Ramblings of an aging IT geek
← Ramblings of an aging IT geek
networking

the day i broke dns and blamed everything else first

How a single stale upstream in my Pi-hole config took the whole house offline, and why I spent an hour blaming the ISP first.

Network patch panel with tangled cables

The house went dark on a Tuesday evening, in the way that only DNS can manage. Nothing was "down" in the sense of a server being off. Pings to IP addresses worked fine. But every name failed: no BBC iPlayer, no Spotify, no Home Assistant, and a very unimpressed audience asking why the internet was broken.

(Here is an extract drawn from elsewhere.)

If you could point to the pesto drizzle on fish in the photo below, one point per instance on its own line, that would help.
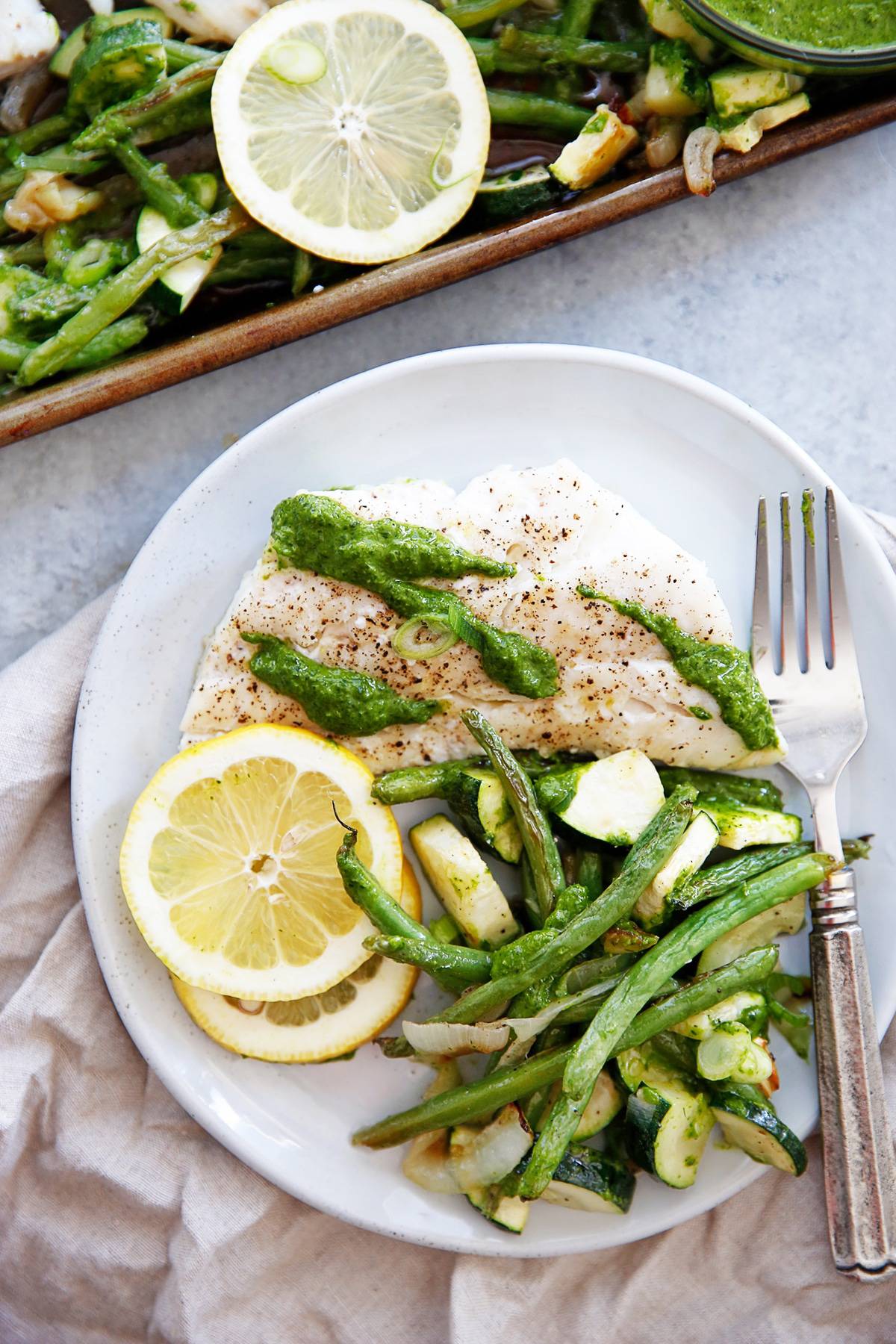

My first instinct, naturally, was that it was someone else's fault. I checked the ISP status page (which loaded, by IP, eventually). I rebooted the router. I muttered about Virgin Media. All of this took the better part of an hour, and all of it was wrong.

The actual cause: I'd been tidying my Pi-hole the night before and "cleaned up" the upstream resolvers. I'd left a single upstream pointing at an internal recursive resolver I had half-decommissioned. So Pi-hole was happily forwarding every query into a black hole and timing out. The clue was right there in dig:

$ dig @192.168.1.2 example.com
;; connection timed out; no servers could be reached

A resolver that can't reach its upstream is just an expensive way to wait. The lookups against the Pi-hole itself answered for cached and local names, which is exactly why it felt intermittent rather than dead. The stuff I'd visited recently still resolved from cache; everything else fell off a cliff once the TTLs expired.

Datacenter aisle with blinking server lights

The fix was thirty seconds of work once I stopped flailing: point the upstreams back at something that actually exists.

# /etc/pihole/setupVars.conf
PIHOLE_DNS_1=1.1.1.1
PIHOLE_DNS_2=9.9.9.9

Then pihole restartdns and the house came back to life, accompanied by the sound of three paused streams resuming at once.

The lesson isn't really about Pi-hole. It's that DNS failures feel like everything is broken, because in a sense everything is, and that makes you reach for the biggest, most external explanation first. The boring truth is usually that you changed something. I now run a single host on a fixed second resolver, on a different box entirely, precisely so that when I fat-finger the main one there's a working name server to dig against and embarrass me quickly. An hour of blaming the ISP is an hour I'd quite like back.